In Berita Fundamental Ekonomi by Reza Pahlevi

Dolar AS mengawali minggu ini, Senin (12/Juni), dengan pergerakan yang stabil. Indeks Dolar berada pada angka 97.255, menyusul kenaikan pada hari Jumat lalu di angka 97.500. Dolar mendapat support dari yield obligasi pemerintah AS yang sempat meluncur turun ke low tujuh bulan saat pasar sedang disibukkan oleh event Pemilu Inggris dan Testimoni Comey minggu lalu. Yield obligasi tersebut kemudian berbalik naik atas antisipasi kenaikan suku bunga The Fed.

USD/JPY sedikit melandai dengan diperdagangkan di kisaran 110.25, 0.08 persen lebih rendah daripada posisi sebelumnya. Pagi tadi, Jepang melaporkan data Core Machinery Orders (Pesanan Mesin Inti) yang jatuh hingga 3.1 persen bulan-ke-bulan, jauh di bawah perolehan 0.5 persen yang diekspektasikan. Untuk basis tahunan, kenaikan pesanan mesin Jepang pun hanya 2.7 persen, sangat kurang daripada ekspektasi kenaikan 7.3 persen.

Sementara itu, inflasi produsen atau PPI Jepang dilaporkan flat pada bulan Mei. Untuk YoY, PPI Jepang menduduki level 2.1 persen, sedikit di bawah perolehan 2.2 persen yang diperkirakan. Di sisi lain, AUD/USD diperdagangkan pada angka 0.7535, naik 0.07 persen.
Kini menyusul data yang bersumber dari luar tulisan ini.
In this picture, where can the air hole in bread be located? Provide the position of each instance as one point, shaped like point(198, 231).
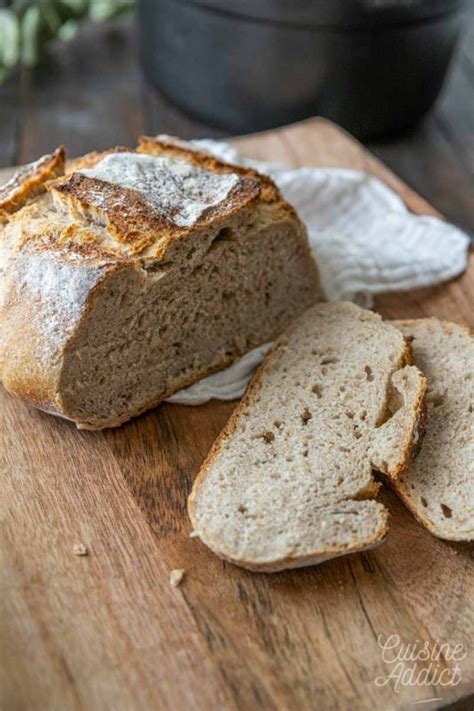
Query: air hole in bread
point(267, 437)
point(436, 399)
point(226, 234)
point(305, 416)
point(447, 512)
point(329, 361)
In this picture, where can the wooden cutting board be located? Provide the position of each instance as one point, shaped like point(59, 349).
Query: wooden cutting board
point(106, 631)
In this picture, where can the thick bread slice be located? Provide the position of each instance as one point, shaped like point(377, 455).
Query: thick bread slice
point(289, 483)
point(139, 272)
point(438, 487)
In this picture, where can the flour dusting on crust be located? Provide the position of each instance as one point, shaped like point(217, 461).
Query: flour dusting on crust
point(58, 286)
point(179, 190)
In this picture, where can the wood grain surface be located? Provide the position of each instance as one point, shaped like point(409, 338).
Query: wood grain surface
point(107, 631)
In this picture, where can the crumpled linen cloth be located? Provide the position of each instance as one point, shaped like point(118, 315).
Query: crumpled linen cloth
point(364, 239)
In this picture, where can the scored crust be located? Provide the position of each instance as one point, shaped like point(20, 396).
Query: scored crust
point(29, 181)
point(59, 224)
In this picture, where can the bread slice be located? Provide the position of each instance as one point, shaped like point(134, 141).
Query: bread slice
point(438, 487)
point(289, 483)
point(139, 272)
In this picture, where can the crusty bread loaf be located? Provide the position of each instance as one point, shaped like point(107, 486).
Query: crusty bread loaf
point(289, 481)
point(139, 272)
point(438, 487)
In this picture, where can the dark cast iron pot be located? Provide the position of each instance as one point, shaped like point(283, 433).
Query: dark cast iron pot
point(373, 66)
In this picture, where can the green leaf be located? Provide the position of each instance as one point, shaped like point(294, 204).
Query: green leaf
point(68, 29)
point(9, 40)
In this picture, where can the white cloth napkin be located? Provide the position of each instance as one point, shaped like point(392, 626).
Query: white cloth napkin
point(364, 239)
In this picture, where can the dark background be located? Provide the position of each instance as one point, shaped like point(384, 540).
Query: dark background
point(90, 94)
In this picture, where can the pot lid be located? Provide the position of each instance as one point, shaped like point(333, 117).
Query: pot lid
point(348, 13)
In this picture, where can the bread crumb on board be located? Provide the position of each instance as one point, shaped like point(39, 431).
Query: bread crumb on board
point(79, 549)
point(176, 577)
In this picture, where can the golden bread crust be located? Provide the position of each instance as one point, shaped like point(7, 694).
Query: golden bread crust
point(29, 181)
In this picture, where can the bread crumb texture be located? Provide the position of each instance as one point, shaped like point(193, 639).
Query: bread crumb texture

Pasar Australia tutup pada hari ini dalam rangka libur nasional. GBP/USD diperdagangkan di angka 1.2746, turun tipis 0.01 persen.

Fokus pasar minggu ini adalah rapat kebijakan moneter The Fed pada hari Rabu lusa. Bank Sentral AS tersebut diperkirakan akan menaikkan suku bunga untuk kedua kalinya tahun ini. Salah satu prediksi kenaikan suku bunga datang dari Goldman Sachs. Bank yang termasuk sebagai salah satu pemain besar tersebut mengamini kenaikan suku bunga The Fed minggu ini. Menurut Goldman Sachs dalam analisanya yang dikutip oleh FXStreet, pernyataan pasca rapat akan menyinggung masalah kenaikan aktivitas ekonomi yang sayangnya diiringi dengan melambatnya laju inflasi sejak awal tahun.

Note :
The Fed bukanlah satu-satunya bank sentral yang mengadakan rapat minggu ini. Bank Sentral Jepang (BoJ) dan Bank Sentral Inggris (BoE) juga dijadwalkan akan mengadakan rapat kebijakan moneter minggu ini.